Rédigé par: phil endre

Le 19/02/2017

tissu d'ânerie Et il faudrait que l'auteur apprenne à parler. Il n'y a pas de "impacter" (mot inexistant), "au final" (énorme erreur grammaticale) ou "remake" (anglicisme) dans la langue française !! Quel gros nul !!!
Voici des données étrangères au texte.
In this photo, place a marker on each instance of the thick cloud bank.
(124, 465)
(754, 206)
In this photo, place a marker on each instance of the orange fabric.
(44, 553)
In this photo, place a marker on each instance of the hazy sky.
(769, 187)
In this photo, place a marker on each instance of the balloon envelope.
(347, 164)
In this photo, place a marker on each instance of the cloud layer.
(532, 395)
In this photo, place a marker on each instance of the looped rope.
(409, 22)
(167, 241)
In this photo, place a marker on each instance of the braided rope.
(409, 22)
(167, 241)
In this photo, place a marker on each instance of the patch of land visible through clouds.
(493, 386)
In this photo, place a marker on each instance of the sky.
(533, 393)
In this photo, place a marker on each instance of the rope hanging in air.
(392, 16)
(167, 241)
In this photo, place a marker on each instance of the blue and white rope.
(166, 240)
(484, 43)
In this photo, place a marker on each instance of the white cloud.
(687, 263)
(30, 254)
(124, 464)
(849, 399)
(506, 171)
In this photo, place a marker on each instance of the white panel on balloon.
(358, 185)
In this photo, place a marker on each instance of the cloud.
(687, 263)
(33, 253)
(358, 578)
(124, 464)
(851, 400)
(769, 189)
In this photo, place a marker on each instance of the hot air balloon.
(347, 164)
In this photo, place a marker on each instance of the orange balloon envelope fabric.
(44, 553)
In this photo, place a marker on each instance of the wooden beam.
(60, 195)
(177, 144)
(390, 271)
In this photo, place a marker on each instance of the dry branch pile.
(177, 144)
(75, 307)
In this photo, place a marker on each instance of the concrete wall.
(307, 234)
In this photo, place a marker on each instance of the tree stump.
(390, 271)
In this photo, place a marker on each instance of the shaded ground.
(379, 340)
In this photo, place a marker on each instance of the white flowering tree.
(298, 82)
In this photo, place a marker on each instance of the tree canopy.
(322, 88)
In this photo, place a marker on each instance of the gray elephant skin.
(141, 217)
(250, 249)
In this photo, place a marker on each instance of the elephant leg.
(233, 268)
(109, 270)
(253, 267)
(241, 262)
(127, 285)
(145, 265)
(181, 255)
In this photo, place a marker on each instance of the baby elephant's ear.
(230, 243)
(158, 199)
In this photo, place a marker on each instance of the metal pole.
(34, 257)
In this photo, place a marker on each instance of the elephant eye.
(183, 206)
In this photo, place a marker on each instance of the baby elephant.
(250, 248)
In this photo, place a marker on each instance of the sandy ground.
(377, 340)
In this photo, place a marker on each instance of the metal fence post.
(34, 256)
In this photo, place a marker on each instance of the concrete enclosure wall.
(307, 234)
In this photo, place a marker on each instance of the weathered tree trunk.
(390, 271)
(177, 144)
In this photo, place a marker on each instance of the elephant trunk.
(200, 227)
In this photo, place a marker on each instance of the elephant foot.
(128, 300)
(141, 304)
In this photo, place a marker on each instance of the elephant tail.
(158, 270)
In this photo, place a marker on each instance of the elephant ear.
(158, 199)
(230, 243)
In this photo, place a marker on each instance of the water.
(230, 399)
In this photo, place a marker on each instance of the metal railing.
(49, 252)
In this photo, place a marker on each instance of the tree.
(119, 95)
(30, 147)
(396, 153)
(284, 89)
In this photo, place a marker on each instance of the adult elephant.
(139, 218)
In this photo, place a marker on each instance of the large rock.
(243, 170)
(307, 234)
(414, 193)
Rédigé par: Thierry Bocquet

Le 02/03/2017 à 17h38

Ainsi, vue la solidité des fiefs des uns et des autres, aucun parti ou alliance entre partis n'aurait la majorité au parlement en 2017 ? Pouvons nous déjà imaginer le président Macron appelant MLP au poste première ministre ? Non, je crois qu'il préférerait appeler un LR. Ou qui sait ? Peut-être Hamon ? Il serait alors le continuateur de Hollande. Pas de bras de fer entre l'Elysée et le parlement, alors ? Et pour l'attribution des postes ministériels ? En tout cas, si, au parlement, la gauche est en position d'arbitrer entre les droites, la droite entre le FN et la gauche, et le FN entre la gauche et la droite, Macron ne pourra utiliser le 49-3 qu'après avoir négocié - sinon, il sera immédiatement sanctionné. Ce seront des marchandages permanents entre parlementaires, notamment pour les votes des lois de finances. Un vrai retour à la 4ème république.